Naoh (aq) + HCl (aq) > NaCl (aq) + H2O (l)
Using the dT determined in part 1, calculate the heat capacity of the calorimeter. Enthalpy of reaction= 58.3 kj/mol, Cs (NaCl = 3.91j/g C)density of 1 M NaCl = 1.037g/mL. dT= 12.88 degrees Celcius.50 mL of 2.00 M HCl and 50 ml of 2.05 M NaOH were used

What's Cs NaCl = 3.91 J/g mean?
Is dT delta T. 
yes dt is delta T and i think it is the specific heat capacity of NaCl but im not sure

You have 100 mL solution.
Use density to calculate mass from mass = volume x density.
mols NaCl formed = M x L = 0.2M x 0.050 = 0.1 mol. delta H rxn = 58.3 kJ/mol or 5.83 kJ for this reaction which is q in the following..
q = [mass NaCl soln x specific heat of NaCl soln x dT] + [Ccal x dT] = 0
Substitute and solve for Ccal. 
Originally the enthalpy is negative then how does it become postive and I have followed the steps and I came up 47.36 J/g degrees C. Also I don't understand why enthalpy is q if you could please explain that, and thankyou so much.

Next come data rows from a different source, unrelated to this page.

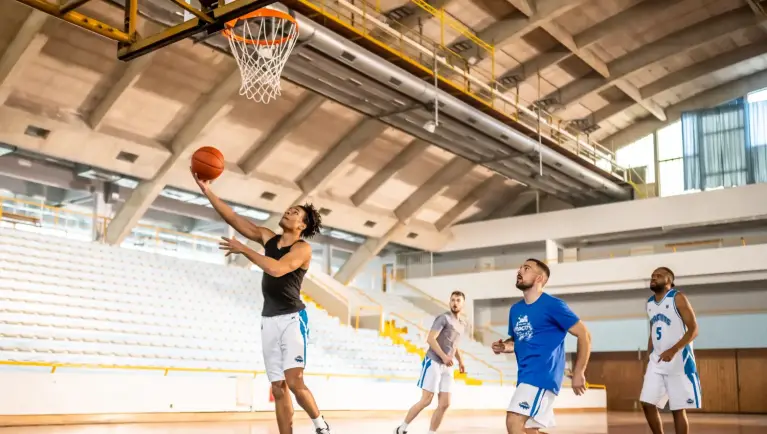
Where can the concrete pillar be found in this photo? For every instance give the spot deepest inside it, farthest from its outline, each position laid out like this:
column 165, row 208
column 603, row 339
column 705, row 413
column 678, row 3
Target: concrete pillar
column 552, row 252
column 364, row 253
column 147, row 191
column 100, row 209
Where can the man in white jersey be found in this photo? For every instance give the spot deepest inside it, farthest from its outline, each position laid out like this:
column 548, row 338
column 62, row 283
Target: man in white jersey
column 671, row 372
column 437, row 368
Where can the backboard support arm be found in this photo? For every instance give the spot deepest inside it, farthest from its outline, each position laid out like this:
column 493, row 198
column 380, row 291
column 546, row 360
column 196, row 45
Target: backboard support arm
column 130, row 44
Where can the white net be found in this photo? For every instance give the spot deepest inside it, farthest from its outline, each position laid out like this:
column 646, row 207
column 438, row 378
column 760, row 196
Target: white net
column 261, row 45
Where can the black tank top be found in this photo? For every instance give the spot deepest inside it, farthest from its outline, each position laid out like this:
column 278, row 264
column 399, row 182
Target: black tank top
column 282, row 295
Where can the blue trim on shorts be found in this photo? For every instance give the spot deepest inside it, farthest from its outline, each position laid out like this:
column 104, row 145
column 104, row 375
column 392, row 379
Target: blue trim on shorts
column 303, row 320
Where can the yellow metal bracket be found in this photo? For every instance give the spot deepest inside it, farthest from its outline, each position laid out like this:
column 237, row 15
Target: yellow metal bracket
column 131, row 45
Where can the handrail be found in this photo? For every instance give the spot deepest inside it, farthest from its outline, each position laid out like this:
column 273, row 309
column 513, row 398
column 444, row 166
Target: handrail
column 332, row 291
column 423, row 330
column 57, row 212
column 168, row 369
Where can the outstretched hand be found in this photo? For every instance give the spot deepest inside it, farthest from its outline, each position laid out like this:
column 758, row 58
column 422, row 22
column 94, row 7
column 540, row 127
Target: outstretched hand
column 231, row 245
column 204, row 185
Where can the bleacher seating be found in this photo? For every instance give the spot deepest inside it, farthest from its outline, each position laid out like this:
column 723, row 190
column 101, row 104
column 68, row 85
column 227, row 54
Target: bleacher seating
column 66, row 301
column 484, row 367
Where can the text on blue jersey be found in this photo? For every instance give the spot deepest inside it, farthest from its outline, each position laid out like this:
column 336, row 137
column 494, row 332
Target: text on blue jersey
column 539, row 330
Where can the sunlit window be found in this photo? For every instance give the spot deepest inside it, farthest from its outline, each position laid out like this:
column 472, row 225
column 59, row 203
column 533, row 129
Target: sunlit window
column 639, row 154
column 670, row 158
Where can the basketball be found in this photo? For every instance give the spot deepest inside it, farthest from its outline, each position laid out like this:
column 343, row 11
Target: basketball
column 207, row 163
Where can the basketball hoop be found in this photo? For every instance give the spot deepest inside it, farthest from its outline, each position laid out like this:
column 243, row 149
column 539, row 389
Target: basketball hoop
column 261, row 42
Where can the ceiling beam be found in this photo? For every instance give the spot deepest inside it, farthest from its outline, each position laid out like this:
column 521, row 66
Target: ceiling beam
column 260, row 150
column 130, row 73
column 673, row 44
column 709, row 98
column 379, row 178
column 514, row 207
column 454, row 170
column 321, row 171
column 210, row 106
column 527, row 7
column 514, row 26
column 451, row 172
column 685, row 75
column 484, row 188
column 621, row 21
column 591, row 35
column 24, row 48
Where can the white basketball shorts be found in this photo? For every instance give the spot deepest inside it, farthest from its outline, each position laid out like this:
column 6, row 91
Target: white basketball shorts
column 283, row 340
column 534, row 402
column 680, row 391
column 435, row 377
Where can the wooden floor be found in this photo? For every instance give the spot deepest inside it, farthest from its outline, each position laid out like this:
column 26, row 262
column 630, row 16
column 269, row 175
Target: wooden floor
column 618, row 423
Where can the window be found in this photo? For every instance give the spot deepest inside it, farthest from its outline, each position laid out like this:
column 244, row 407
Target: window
column 757, row 96
column 671, row 163
column 640, row 154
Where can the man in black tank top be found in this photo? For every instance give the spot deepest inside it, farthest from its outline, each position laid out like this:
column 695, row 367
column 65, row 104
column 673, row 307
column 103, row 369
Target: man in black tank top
column 284, row 324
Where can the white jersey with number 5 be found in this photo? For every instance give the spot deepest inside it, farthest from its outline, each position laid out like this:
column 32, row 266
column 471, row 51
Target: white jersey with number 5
column 666, row 329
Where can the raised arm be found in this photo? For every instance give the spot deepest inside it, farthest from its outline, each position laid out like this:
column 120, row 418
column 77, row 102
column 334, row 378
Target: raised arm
column 242, row 225
column 690, row 322
column 299, row 254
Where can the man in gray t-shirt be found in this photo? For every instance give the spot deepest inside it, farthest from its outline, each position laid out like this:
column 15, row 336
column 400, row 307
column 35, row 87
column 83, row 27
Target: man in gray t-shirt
column 437, row 368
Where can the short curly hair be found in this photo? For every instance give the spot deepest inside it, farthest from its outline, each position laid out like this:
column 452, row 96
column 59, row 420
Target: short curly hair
column 312, row 219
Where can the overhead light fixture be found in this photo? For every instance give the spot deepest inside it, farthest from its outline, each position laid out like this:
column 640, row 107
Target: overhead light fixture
column 6, row 149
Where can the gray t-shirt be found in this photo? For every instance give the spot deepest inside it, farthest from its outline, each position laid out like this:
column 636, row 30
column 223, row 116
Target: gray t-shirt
column 450, row 330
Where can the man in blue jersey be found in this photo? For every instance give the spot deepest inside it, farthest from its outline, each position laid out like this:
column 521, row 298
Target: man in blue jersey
column 538, row 325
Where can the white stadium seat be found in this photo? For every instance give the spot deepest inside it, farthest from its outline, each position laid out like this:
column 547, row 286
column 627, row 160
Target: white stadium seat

I had to let that equation equal something and I didn't want to type that line again so I let it equal q. The usual expression for specific heat and dT calculations is
mass H2O x specific heat H2O x (TfinalTinitial) = 0. We plug in the numbers and solve for Tinitial or Tfinal or specific heat or mass H2O. In this case, however, we have all of those values and the equation equals q or any other letter I choose. I changed the sign because we are adding heat to the solution, not taking heat out; + signs mean we add heat. Another way of looking at it is that the  sign means the neutralization is an exothermic one and that it is being used to release heat and that ADDS heat to the solution.
I went through the calculations in a hurry and came up with 47.17 J/g for Ccal I would round that to 47.2. 
Thankyou so much for all the help and the explanation and your time.

I have one more question, why is the volume of NaCl 0.05 L when we are calculating the mols and 0.1 L when we are calculating mass?

The volume of NaCl is never 0.100.
The mass of the SOLUTION (it is a solution of NaCl) comes from 50 mL + 50 mL = 100 mL, then
mass of solution = volume x density = 100 mL x 1.037 g/mL = about 104 or so grams for the salt solution.
The volume of NaCl is never 0.05 L.
The reaction is HCl + NaOH ==> NaCl + H2O
You have mols HCl = M x L = 2.00M x 0.050 L = 0.100 mol NaCl formed from this and the HCl is the limiting reagent.
For the NaOH we have 2.05M x 0.050 = 0.102 mols. Of course only 0.100 mol NaCl is formed.